/adopted_pets

Primary LanguageJupyter Notebook

Will a pet be adopted

Contents

The repo contains the following files:

  • data.py: this contains functionality to retrieve task data, and split it into train/val/test datasets.
  • engineering.py: this allows for feature engineering of the categorical variables.
  • modelling.py: this provides all ML functionality - training, predicting, evaluating, saving, loading.
  • main.py: this is the main script which ties all the parts together to complete the task.
  • model_dev.ipynb: this Jupyter notebook contains the development of task 1 -- EDA, and model development -- before
  • it was turned into python scripts.
  • artifacts: this contains the model output of the XGBoost Classifier.
  • test_predict.py: contains a single unit test to test the predict function.

Set up

To retrieve the project code, use the following command:

git clone https://github.com/justingodden/adopted_pets.git
cd adopted_pets

Testing

NOTE: it is recommended to run the tests first before running the project code, as the predict function test is set up to work on the current saved ML model file, and running the project code will overwrite the model.

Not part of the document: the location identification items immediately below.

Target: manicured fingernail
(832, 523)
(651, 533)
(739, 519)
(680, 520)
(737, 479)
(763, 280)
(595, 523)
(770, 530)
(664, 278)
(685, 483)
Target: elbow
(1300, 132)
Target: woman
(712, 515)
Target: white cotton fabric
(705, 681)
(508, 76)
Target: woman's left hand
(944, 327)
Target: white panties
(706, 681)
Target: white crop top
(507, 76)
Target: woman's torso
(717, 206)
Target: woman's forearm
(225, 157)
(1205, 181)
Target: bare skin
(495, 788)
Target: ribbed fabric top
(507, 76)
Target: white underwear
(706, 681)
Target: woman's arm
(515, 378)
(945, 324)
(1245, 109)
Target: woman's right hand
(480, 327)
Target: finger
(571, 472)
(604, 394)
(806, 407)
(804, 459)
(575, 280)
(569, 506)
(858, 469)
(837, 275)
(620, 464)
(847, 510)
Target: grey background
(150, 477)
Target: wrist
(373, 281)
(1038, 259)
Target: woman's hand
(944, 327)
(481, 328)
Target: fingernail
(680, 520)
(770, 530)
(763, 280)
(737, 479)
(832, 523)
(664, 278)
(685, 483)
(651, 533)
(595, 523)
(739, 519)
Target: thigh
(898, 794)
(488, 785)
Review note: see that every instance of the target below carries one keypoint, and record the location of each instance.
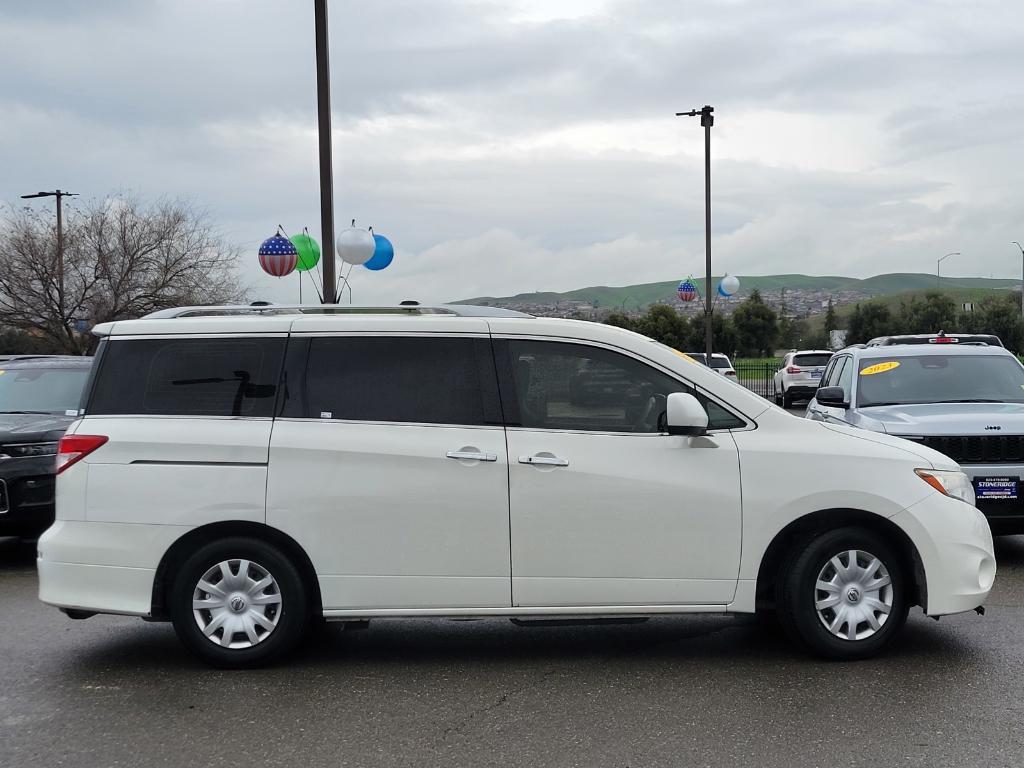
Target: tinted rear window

To run the predict function unit test, use the following command in the project root directory:

pytest

Running

To run the main file, use the following command in the root directory:

python main.py

An 'output' folder will be created with a results.csv file inside containing all the predictions generated with the trained XGBoost model.

The model file in the artifacts folder will also be overwritten with each running of the script.